Di, 26.04.2022, 14:00 Uhr

Die Musik und Kunst Privatuniversität der Stadt Wien (MUK), ein Unternehmen der Wien Holding, hat ihre Geschichte anlässlich ihres 75-jährigen Bestehens wissenschaftlich aufgearbeitet.

Am Dienstag, dem 26. April 2022, 11.30 Uhr, enthüllte Bürgermeister Dr. Michael Ludwig am Standort Johannesgasse 4a die mehrsprachige Gedenktafel zur Erinnerung an die NS-Vergangenheit der Institution. Auch ein Musikbuch konnte an die aus London angereiste Familie Deyong – als Nachfahren von Else Bienenfeld – restituiert werden.

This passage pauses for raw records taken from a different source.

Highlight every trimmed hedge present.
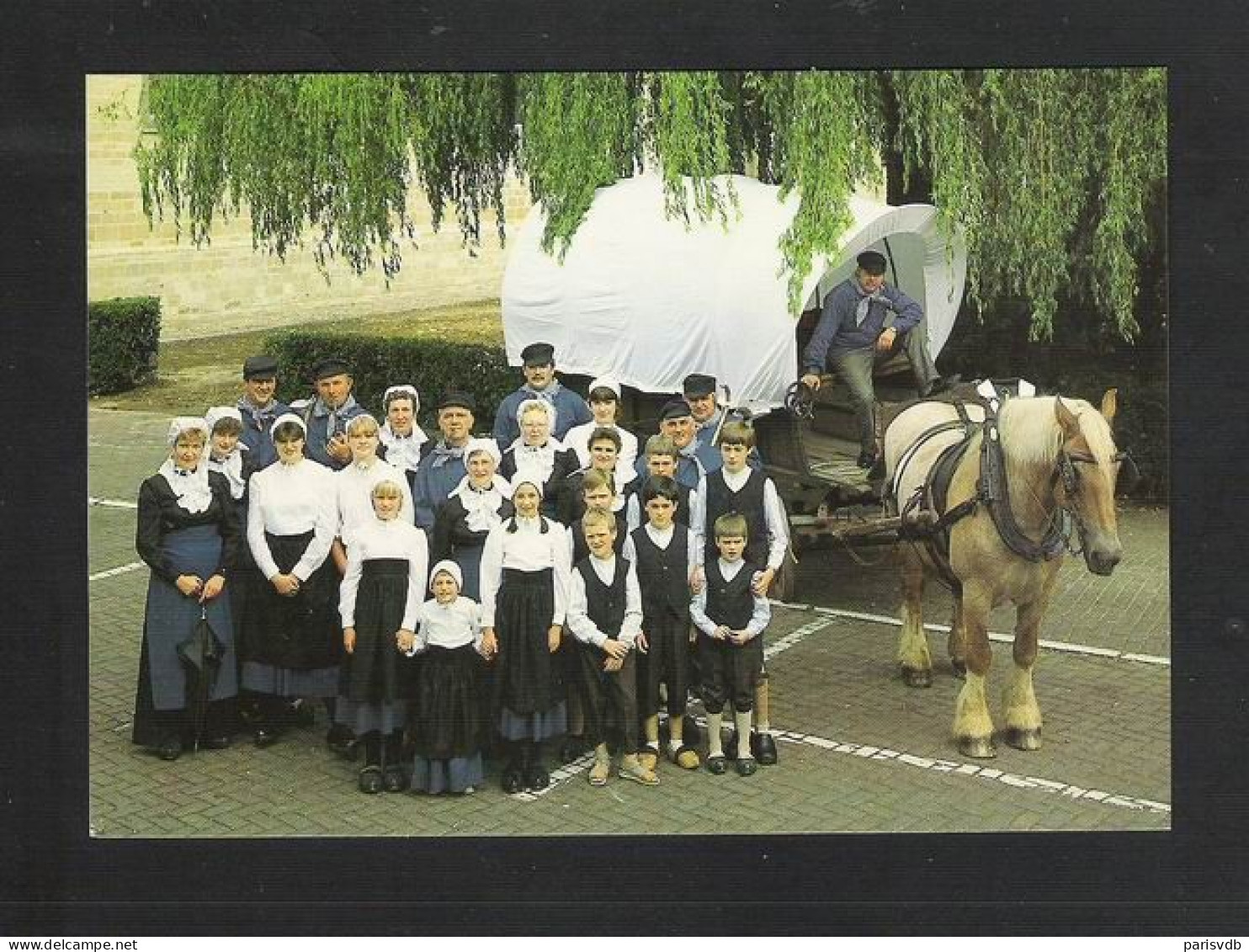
[86,297,160,395]
[265,331,522,436]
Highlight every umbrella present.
[178,607,226,751]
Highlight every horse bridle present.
[1050,447,1139,555]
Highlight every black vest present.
[624,480,694,529]
[703,558,758,631]
[577,556,628,638]
[568,513,628,565]
[633,524,689,619]
[704,470,768,565]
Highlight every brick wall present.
[86,77,529,340]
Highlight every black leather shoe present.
[382,763,407,794]
[359,766,382,794]
[751,733,777,767]
[919,374,963,400]
[524,763,550,790]
[501,763,524,794]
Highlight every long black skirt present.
[493,568,565,715]
[242,531,343,671]
[411,645,481,759]
[132,526,238,745]
[343,558,415,705]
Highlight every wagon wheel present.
[768,546,798,602]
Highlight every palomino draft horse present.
[885,390,1130,757]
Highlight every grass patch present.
[90,299,503,415]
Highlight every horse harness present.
[895,397,1095,593]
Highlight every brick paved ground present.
[88,411,1171,837]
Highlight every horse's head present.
[1054,390,1125,575]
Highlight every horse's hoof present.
[901,666,933,687]
[1002,727,1040,751]
[958,737,998,759]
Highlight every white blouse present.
[568,555,642,650]
[563,421,637,486]
[508,436,565,486]
[621,522,703,578]
[338,516,429,631]
[481,516,572,629]
[247,460,337,582]
[333,459,416,549]
[415,595,481,651]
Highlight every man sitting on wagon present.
[493,341,594,449]
[681,374,763,472]
[802,251,949,470]
[635,400,723,490]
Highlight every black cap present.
[660,400,694,420]
[681,374,715,397]
[312,357,351,380]
[854,251,890,275]
[521,341,555,367]
[242,354,277,380]
[438,390,477,413]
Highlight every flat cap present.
[521,341,555,367]
[854,251,890,275]
[312,357,351,380]
[437,390,477,413]
[660,400,694,420]
[681,374,715,397]
[242,354,277,380]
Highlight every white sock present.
[733,711,752,759]
[707,712,725,757]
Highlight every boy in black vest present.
[692,421,789,766]
[624,476,702,769]
[689,513,772,777]
[567,510,660,787]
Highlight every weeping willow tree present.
[136,70,1167,340]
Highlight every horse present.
[885,390,1130,758]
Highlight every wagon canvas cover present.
[502,175,965,412]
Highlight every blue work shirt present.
[412,439,469,532]
[802,278,924,374]
[694,406,763,472]
[302,394,369,470]
[495,380,594,449]
[633,439,720,490]
[235,397,291,472]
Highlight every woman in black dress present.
[132,417,240,761]
[498,398,581,519]
[241,413,343,747]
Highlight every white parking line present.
[773,601,1171,667]
[772,731,1172,813]
[86,562,147,582]
[522,717,1172,813]
[86,496,139,508]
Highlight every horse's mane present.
[998,396,1115,467]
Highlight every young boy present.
[689,513,772,777]
[555,426,630,529]
[567,510,660,787]
[560,469,627,763]
[692,421,789,766]
[569,377,637,487]
[624,433,699,532]
[624,476,702,769]
[560,470,628,565]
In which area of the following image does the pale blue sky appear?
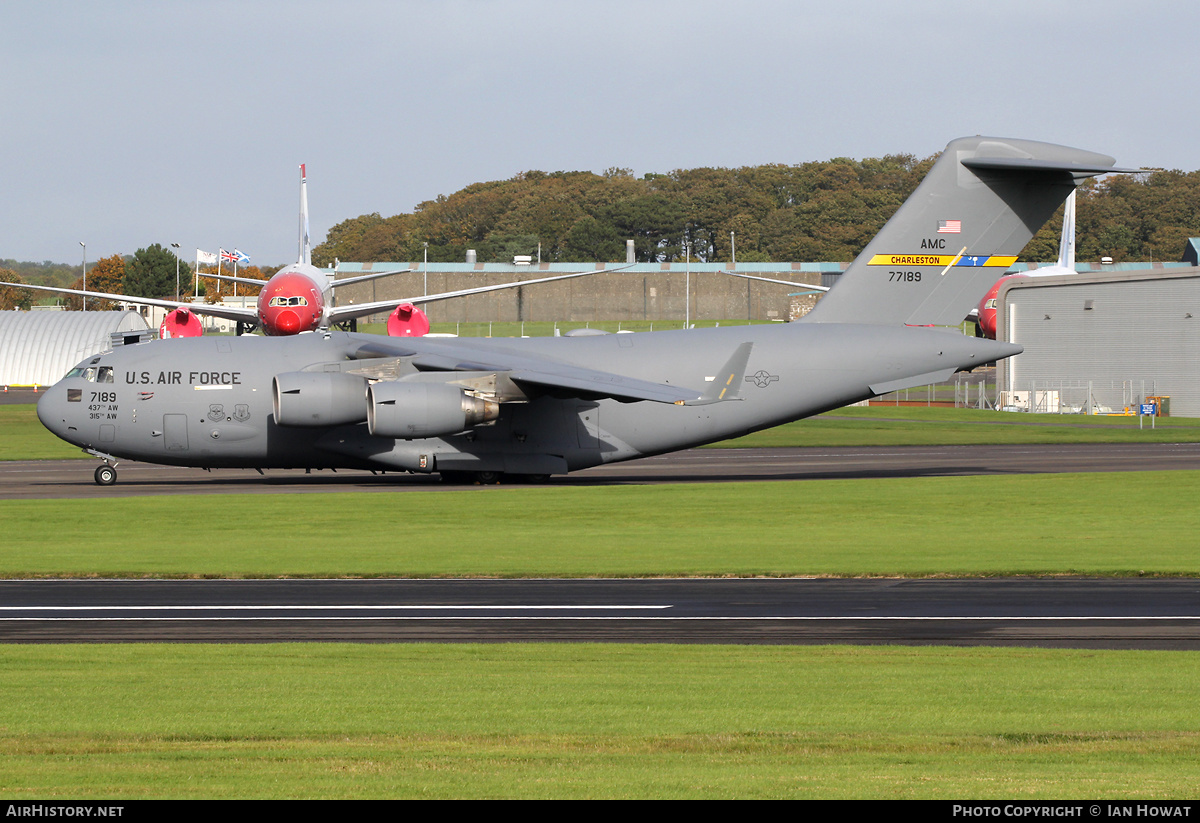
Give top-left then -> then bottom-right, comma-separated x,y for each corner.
0,0 -> 1200,264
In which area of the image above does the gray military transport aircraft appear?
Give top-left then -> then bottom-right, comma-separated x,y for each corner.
37,137 -> 1117,485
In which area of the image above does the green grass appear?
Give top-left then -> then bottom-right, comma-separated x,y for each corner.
9,407 -> 1200,801
716,406 -> 1200,449
0,644 -> 1200,800
0,471 -> 1200,577
0,403 -> 85,459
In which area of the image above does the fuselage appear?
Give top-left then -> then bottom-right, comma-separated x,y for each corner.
37,324 -> 1019,474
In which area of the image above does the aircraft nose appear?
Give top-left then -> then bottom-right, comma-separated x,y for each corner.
275,308 -> 300,335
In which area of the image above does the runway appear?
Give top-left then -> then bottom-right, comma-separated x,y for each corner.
7,443 -> 1200,500
0,444 -> 1200,649
0,578 -> 1200,650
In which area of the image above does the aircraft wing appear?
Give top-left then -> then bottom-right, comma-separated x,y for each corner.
721,270 -> 833,294
200,271 -> 268,288
329,266 -> 631,323
0,283 -> 258,323
329,269 -> 416,289
353,338 -> 700,406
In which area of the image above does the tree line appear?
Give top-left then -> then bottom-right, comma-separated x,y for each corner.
0,155 -> 1200,308
0,244 -> 283,311
313,155 -> 1200,266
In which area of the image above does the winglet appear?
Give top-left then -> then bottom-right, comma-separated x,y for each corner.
1058,190 -> 1075,271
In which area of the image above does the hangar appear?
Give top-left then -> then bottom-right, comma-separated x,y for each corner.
996,266 -> 1200,417
0,311 -> 150,386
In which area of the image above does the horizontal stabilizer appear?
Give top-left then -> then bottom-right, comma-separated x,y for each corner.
802,137 -> 1123,325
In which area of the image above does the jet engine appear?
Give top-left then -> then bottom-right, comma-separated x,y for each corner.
158,306 -> 204,340
367,380 -> 500,440
271,372 -> 367,426
388,302 -> 430,337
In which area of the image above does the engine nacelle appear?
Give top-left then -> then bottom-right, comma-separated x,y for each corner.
158,306 -> 204,340
367,380 -> 500,440
388,302 -> 430,337
271,372 -> 367,426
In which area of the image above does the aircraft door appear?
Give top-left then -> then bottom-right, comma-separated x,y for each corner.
162,414 -> 187,451
575,402 -> 600,449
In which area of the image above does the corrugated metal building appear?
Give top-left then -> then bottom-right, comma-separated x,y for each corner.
996,266 -> 1200,417
0,311 -> 149,386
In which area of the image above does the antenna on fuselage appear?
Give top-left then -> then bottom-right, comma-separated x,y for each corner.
299,163 -> 312,265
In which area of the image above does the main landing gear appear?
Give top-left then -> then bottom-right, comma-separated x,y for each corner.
438,471 -> 550,486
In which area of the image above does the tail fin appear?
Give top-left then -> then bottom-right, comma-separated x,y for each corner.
298,163 -> 312,265
804,137 -> 1123,325
1058,190 -> 1075,271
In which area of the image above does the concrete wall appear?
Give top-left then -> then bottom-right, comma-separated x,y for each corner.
997,268 -> 1200,417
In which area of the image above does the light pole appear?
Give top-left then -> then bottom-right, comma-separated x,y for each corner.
79,240 -> 88,312
170,242 -> 179,302
683,242 -> 691,329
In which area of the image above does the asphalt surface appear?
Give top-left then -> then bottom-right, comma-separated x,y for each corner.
0,578 -> 1200,650
7,443 -> 1200,500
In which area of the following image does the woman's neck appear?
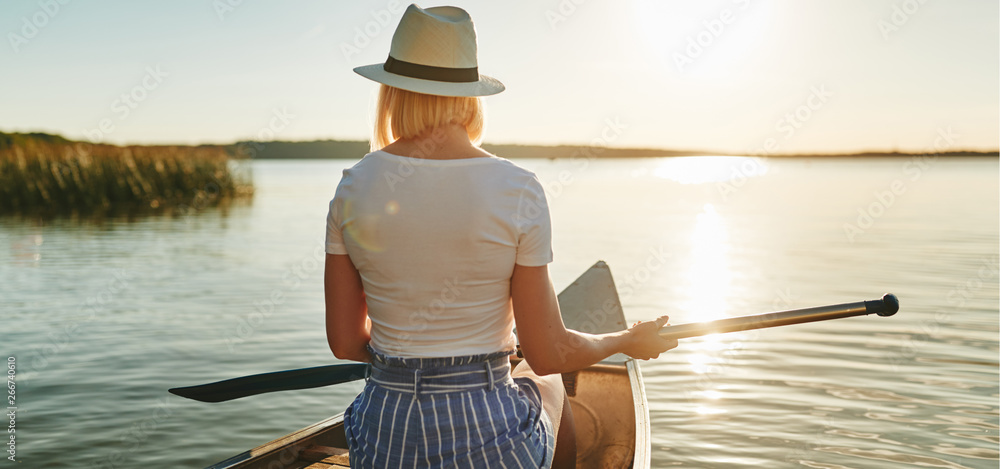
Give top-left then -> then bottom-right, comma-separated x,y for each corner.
382,124 -> 492,160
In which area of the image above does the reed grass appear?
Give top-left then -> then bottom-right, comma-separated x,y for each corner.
0,134 -> 253,215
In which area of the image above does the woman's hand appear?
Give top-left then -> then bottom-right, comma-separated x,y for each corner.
623,316 -> 677,360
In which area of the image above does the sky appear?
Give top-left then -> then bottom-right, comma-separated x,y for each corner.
0,0 -> 1000,155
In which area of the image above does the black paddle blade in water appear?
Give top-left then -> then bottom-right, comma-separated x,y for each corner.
168,363 -> 368,402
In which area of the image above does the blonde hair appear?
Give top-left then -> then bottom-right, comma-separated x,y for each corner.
371,85 -> 485,151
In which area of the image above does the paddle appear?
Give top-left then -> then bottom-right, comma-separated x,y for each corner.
169,293 -> 899,402
168,363 -> 368,402
660,293 -> 899,339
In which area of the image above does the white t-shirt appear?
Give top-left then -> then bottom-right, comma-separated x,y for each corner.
326,151 -> 552,357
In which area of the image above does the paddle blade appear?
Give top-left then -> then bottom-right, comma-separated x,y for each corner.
168,363 -> 368,402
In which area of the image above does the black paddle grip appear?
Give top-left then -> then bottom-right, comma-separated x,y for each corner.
865,293 -> 899,317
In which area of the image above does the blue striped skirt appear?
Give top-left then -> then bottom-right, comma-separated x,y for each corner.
344,349 -> 555,469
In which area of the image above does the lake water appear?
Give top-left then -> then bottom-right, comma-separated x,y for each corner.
0,158 -> 1000,469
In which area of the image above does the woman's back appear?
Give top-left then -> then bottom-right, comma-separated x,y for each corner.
327,151 -> 552,357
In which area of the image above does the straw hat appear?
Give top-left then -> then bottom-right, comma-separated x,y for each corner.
354,5 -> 504,96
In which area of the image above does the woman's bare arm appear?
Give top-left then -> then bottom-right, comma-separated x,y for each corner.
510,265 -> 677,375
323,254 -> 371,363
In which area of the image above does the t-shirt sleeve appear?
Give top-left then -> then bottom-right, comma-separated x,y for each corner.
326,198 -> 347,254
514,175 -> 552,267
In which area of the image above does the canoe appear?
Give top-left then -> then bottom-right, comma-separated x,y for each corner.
209,262 -> 650,469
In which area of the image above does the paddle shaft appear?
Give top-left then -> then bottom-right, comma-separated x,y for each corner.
660,293 -> 899,339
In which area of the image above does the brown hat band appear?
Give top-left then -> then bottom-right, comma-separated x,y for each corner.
382,55 -> 479,83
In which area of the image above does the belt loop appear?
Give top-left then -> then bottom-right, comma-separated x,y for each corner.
484,360 -> 493,391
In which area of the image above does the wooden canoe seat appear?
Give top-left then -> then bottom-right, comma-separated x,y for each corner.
299,445 -> 351,469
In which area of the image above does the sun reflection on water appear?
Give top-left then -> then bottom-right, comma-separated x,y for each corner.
680,203 -> 734,415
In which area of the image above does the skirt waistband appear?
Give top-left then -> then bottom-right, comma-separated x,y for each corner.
368,348 -> 510,394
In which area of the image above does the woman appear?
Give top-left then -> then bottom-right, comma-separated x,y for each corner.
325,5 -> 676,467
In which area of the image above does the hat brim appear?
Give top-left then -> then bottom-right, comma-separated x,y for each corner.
354,64 -> 505,96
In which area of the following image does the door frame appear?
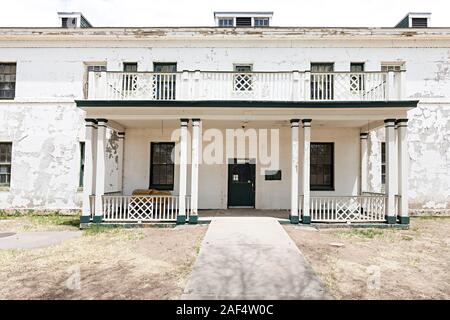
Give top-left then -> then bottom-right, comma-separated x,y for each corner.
227,158 -> 256,209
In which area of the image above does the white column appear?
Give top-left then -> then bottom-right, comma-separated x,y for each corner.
384,119 -> 397,224
302,119 -> 311,224
359,132 -> 368,194
289,119 -> 300,223
80,119 -> 97,223
117,132 -> 125,194
177,119 -> 189,223
93,119 -> 108,223
396,119 -> 409,224
189,119 -> 201,223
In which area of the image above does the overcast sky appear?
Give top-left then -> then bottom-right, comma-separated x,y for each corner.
0,0 -> 450,27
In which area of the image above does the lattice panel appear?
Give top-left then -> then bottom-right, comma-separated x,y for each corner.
128,197 -> 154,220
234,73 -> 253,92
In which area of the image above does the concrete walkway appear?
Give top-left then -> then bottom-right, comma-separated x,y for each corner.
0,231 -> 81,249
181,217 -> 330,299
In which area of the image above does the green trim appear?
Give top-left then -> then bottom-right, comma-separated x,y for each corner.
75,100 -> 419,109
189,214 -> 198,224
302,216 -> 311,224
92,215 -> 103,223
177,215 -> 186,224
386,216 -> 397,224
398,216 -> 409,224
80,216 -> 91,223
289,215 -> 299,224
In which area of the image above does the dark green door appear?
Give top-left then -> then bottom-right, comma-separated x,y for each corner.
228,159 -> 255,207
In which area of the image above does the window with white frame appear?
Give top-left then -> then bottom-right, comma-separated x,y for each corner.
219,18 -> 233,28
0,142 -> 12,187
254,18 -> 269,27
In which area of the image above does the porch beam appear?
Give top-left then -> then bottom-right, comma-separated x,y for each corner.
289,119 -> 300,223
177,119 -> 189,224
302,119 -> 312,224
189,119 -> 201,223
384,119 -> 397,224
80,119 -> 97,223
359,132 -> 369,194
395,119 -> 409,224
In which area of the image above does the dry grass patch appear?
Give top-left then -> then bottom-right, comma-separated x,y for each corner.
285,217 -> 450,299
0,219 -> 207,299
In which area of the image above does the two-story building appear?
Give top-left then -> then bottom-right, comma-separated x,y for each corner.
0,12 -> 450,224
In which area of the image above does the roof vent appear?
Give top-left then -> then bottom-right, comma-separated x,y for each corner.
58,12 -> 92,28
395,12 -> 431,28
214,11 -> 273,28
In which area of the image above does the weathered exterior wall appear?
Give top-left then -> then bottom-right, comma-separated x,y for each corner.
0,31 -> 450,210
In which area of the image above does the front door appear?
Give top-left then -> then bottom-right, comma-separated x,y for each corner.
228,159 -> 255,207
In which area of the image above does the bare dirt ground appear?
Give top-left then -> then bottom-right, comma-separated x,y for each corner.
285,217 -> 450,299
0,217 -> 207,299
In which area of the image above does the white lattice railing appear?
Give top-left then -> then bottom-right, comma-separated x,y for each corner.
306,196 -> 386,222
88,71 -> 402,101
103,196 -> 191,222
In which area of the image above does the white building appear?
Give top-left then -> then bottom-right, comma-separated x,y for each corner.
0,12 -> 450,223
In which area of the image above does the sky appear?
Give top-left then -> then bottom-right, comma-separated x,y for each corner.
0,0 -> 450,27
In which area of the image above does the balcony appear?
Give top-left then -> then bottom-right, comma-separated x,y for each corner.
88,71 -> 403,101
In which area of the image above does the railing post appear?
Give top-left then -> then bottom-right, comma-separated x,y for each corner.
396,119 -> 409,224
302,119 -> 312,224
177,119 -> 189,224
189,119 -> 201,223
384,119 -> 397,224
289,119 -> 300,223
80,119 -> 97,223
93,119 -> 108,223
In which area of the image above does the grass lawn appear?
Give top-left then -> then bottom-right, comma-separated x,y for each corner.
0,215 -> 207,299
285,217 -> 450,299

Bewusste Erinnerungskultur ist seit gut zwei Jahrzehnten ein konstituierendes Element der Kulturstadt Wien. Anlässlich ihres 75-jährigen Bestehens stellte sich auch die einzige Universität im Eigentum der Stadt Wien verantwortungsvoll ihrer Vergangenheit. Rektor Dr. Andreas Mailath-Pokorny: „Es war und ist mir und allen Angehörigen der Musik und Kunst Privatuniversität der Stadt Wien ein dringendes Bedürfnis, die Geschichte des Hauses aufzuarbeiten und offenzulegen. Erst durch die kritische Reflexion der Vorgänge während der NS-Zeit können wir zu den großartigen künstlerischen und wissenschaftlichen Leistungen stehen, die von der Johannesgasse 4a ihren Ausgang genommen haben und künftig von allen drei Standorten der MUK nehmen.“

Bürgermeister Dr. Michael Ludwig: „Als der Holocaust-Überlebende und große Mahner Rudi Gelbard einmal gefragt wurde, was zu tun ist, um neonazistische und rassistische Tendenzen abzuwehren, sagte er: ‚Information! Das Wichtigste ist Information, um sich gegen kommende Gefahren zu wappnen.‘ Die Stadt Wien befolgt diesen Rat mit größter Sorgfalt. Denn wir dürfen die Gräuel des Nationalsozialismus und das unsagbare Leid, das er vielen Menschen in unserer Stadt angetan hat, niemals vergessen. Die Musik und Kunst Privatuniversität der Stadt Wien, die MUK, fühlt sich zu Recht verpflichtet, ihren Beitrag dazu zu leisten. Und so wurde im Auftrag von MUK-Rektor Andreas Mailath-Pokorny und unter kompetenter Anleitung des Historikers Oliver Rathkolb die zum Teil auch von Austrofaschismus und Nationalsozialismus geprägte Geschichte des Hauses aufgearbeitet. Ein weiterer wichtiger Beitrag, um niemals zu vergessen.“

Die Vorläuferinstitutionen der MUK

Nur wenige Monate nach dem sogenannten „Anschluss“ Österreichs an das Deutsche Reich erfolgte im August 1938 die öffentliche Bekanntgabe der Gründung der Musikschule der Stadt Wien. Die neu konstituierte Musikschule übernahm dabei Vermögenswerte und teilweise auch Lehrpersonal der von den Nationalsozialisten aufgelösten Vereine Neues Wiener Konservatorium (gegr. 1909), Konservatorium für volkstümliche Musikpflege (gegr. 1919) und Wiener Volkskonservatorium (gegr. 1925). Die gravierenden Folgen der ideologischen Gleichschaltung des Wiener Musikschulwesens im Nationalsozialismus sowohl für die vertriebenen Lehrenden und Studierenden als auch für das musikalische und künstlerische Verständnis ganzer Generationen wurden mit großzügiger Unterstützung der Kulturabteilung der Stadt Wien MA7 durch ein engagiertes institutionsübergreifendes Forschungsteam erstmals systematisch untersucht und anhand von Fallstudien beispielhaft aufgezeigt.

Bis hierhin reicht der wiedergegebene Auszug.